Whilst all of our Travel Adventures Botswana vehicles come with Garmin SatNav, preloaded with Tracks for Africa, it pays to have a traditional paper map as back up or for a better overview of your itinerary. A full range of Veronica Roodt’s Shell maps are available from our office in Maun. Do not rely on any map 100% as it will not indicate if roads have been recently flooded for example. Follow us on Facebook and twitter for updates; we will also brief you during vehicle handover.

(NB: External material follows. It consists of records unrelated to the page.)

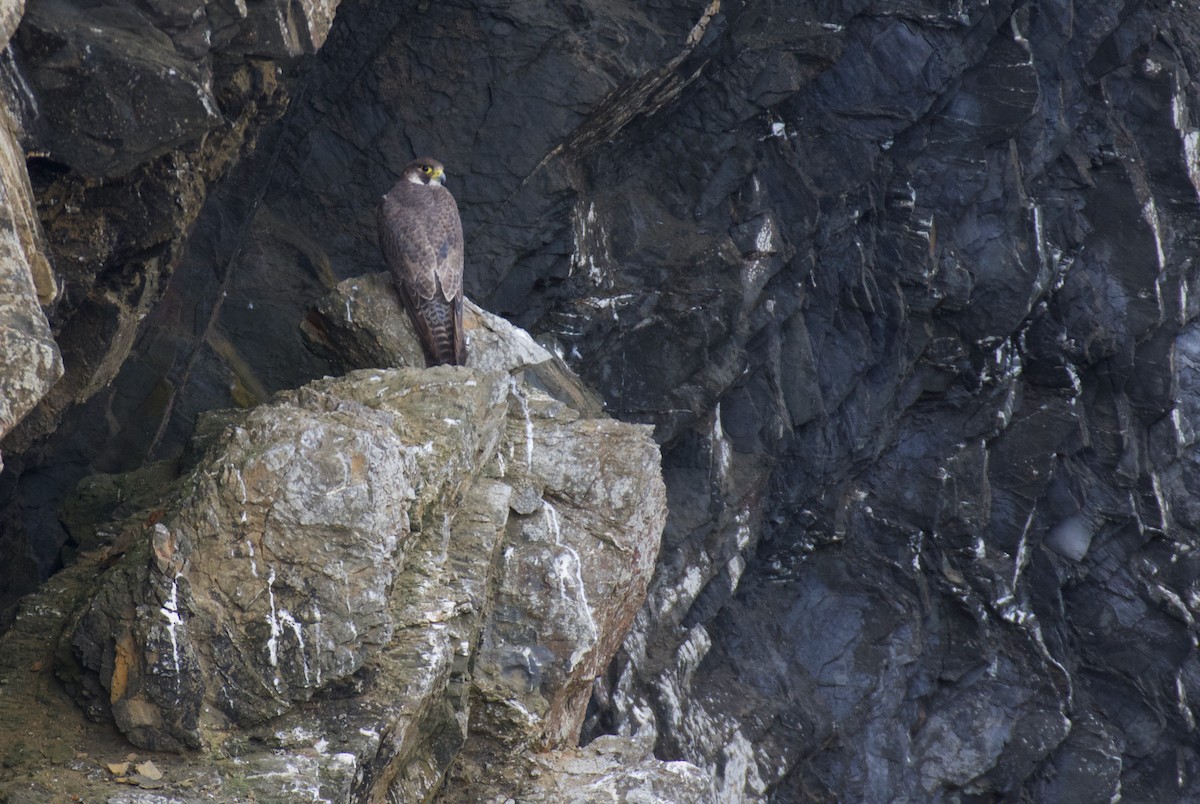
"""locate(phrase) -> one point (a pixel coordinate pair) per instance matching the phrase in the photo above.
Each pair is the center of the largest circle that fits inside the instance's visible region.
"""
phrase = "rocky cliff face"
(905, 289)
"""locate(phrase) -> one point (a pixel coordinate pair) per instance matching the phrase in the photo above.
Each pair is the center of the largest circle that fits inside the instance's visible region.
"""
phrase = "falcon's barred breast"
(421, 239)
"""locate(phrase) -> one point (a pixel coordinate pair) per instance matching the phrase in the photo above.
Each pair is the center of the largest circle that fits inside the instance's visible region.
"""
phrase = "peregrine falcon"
(421, 239)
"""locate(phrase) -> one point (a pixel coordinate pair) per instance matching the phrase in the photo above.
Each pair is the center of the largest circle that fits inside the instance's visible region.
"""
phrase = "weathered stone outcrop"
(377, 576)
(907, 291)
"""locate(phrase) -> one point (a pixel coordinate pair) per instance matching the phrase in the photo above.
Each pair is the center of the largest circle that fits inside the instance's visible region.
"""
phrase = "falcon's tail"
(439, 327)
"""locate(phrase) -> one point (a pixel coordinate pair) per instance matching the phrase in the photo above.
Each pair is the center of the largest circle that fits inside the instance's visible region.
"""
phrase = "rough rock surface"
(351, 588)
(907, 289)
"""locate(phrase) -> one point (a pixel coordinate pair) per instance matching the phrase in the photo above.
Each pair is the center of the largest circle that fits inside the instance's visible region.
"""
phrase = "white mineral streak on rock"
(523, 401)
(298, 630)
(171, 613)
(569, 573)
(273, 621)
(31, 361)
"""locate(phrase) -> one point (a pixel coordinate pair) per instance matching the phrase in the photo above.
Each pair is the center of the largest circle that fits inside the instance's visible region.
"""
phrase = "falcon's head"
(425, 171)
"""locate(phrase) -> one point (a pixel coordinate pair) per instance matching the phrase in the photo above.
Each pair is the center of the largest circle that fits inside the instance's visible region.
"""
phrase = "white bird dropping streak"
(171, 613)
(568, 567)
(273, 642)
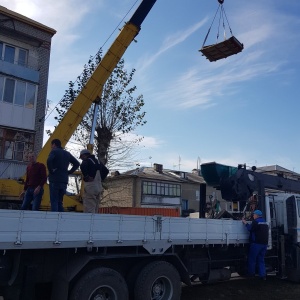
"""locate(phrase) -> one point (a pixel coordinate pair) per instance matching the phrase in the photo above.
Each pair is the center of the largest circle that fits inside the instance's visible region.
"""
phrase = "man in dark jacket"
(58, 163)
(259, 234)
(90, 169)
(36, 177)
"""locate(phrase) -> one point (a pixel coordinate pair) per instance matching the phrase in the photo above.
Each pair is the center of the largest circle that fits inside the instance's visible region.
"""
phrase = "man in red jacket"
(36, 177)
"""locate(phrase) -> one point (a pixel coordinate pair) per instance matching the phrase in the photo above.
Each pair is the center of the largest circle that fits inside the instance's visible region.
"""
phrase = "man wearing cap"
(259, 234)
(90, 169)
(58, 163)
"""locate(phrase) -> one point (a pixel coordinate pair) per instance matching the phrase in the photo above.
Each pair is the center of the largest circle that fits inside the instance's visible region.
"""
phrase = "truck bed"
(41, 230)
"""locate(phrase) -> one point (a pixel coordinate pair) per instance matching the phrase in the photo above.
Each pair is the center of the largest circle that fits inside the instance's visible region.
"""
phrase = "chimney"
(158, 167)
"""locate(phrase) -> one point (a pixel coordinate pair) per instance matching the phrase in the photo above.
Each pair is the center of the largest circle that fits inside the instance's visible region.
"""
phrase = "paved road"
(244, 289)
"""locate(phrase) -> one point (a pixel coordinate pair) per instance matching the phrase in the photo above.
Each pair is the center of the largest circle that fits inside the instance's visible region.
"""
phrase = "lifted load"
(222, 49)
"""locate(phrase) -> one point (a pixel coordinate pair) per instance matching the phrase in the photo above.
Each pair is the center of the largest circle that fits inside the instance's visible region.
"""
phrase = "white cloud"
(169, 42)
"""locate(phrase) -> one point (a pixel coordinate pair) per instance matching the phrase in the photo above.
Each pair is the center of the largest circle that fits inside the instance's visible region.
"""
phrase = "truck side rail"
(44, 230)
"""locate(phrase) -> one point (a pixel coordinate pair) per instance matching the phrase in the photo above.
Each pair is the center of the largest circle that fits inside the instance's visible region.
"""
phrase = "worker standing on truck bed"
(259, 234)
(58, 163)
(36, 177)
(90, 169)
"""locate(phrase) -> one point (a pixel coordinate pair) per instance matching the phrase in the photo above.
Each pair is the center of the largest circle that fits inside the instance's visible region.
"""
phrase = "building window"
(184, 204)
(12, 54)
(15, 145)
(17, 92)
(162, 189)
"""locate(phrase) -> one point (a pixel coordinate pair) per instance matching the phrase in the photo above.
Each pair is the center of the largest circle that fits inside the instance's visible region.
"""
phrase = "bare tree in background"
(120, 113)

Even the best navigators make mistakes, so ensure you travel with more fuel, food and water than you expect to use. The tracks in the parks can be quite technical and most are unmapped so try and remain on the more commonly used paths. If you get lost, retrace your tracks as soon as possible. There are a number of safari operators on most routes who would be willing to help but If you plan to follow an uncommon route please advise us during the briefing session. The Travel Adventures Botswana vehicles are equipped with navigation systems but Do not rely on them 100% as they do not indicate if roads have been flooded, for example.
A respectful “Dumela” will usually have the locals smiling. Batswana are by nature very friendly people and will be more than willing to help you on your way or provide assistance. Please also be respectful and courteous to other tourists and users of our national parks, and follow the guidelines below.
Botswana is generally very safe but petty theft is a growing problem in most towns. Always lock the vehicle and do not leave valuables like laptops and cameras in full view inside the vehicle.
Avoid breeding herds of elephant. If they are moving ahead of you let them go, and whatever you do, don’t cut them off. The mothers are intensely protective of their young and will attack a vehicle without notice. The bulls more evenly-tempered but treat them with respect and keep a good distance from them.
Ensure your food is securely locked at all times as hyenas and baboons think nothing of snatching your food from right under your nose. Animals do come into the sites at night; be careful of wandering around after dark and ensure you have a good quality torch. Please discard your litter in the facilities provided – or better still to the nearest town – and do not leave scraps lying around as it encourages scavengers.
Animals do come into the sites at night. Do not walk in the bush without a qualified guide .You will be perfectly safe provided you abide by the National Parks & game reserves rules and regulations.
Most water supplies in the public campsites come either straight from the delta or from boreholes. The locals drink the water with no problem. We, however, suggest you boil it first or carry sufficient bottled water.
There are numerous informal shop vendors in Botswana’s villages (even at Khwai) where you may buy dry goods and tinned food. The major centres such as Maun, Kasane, Ghanzi and Lethlakane have a number of suppliers who stock fresh vegetables, ice and fresh meat. Smaller villages such as Nata have limited fresh supplies but will have fuel and basic supplies.
Find out more about the region – and about driving conditions – before you arrive. The Bradt Safari Guide book by Chris McIntyre contains some excellent information, as do many of the other guidebooks on sale.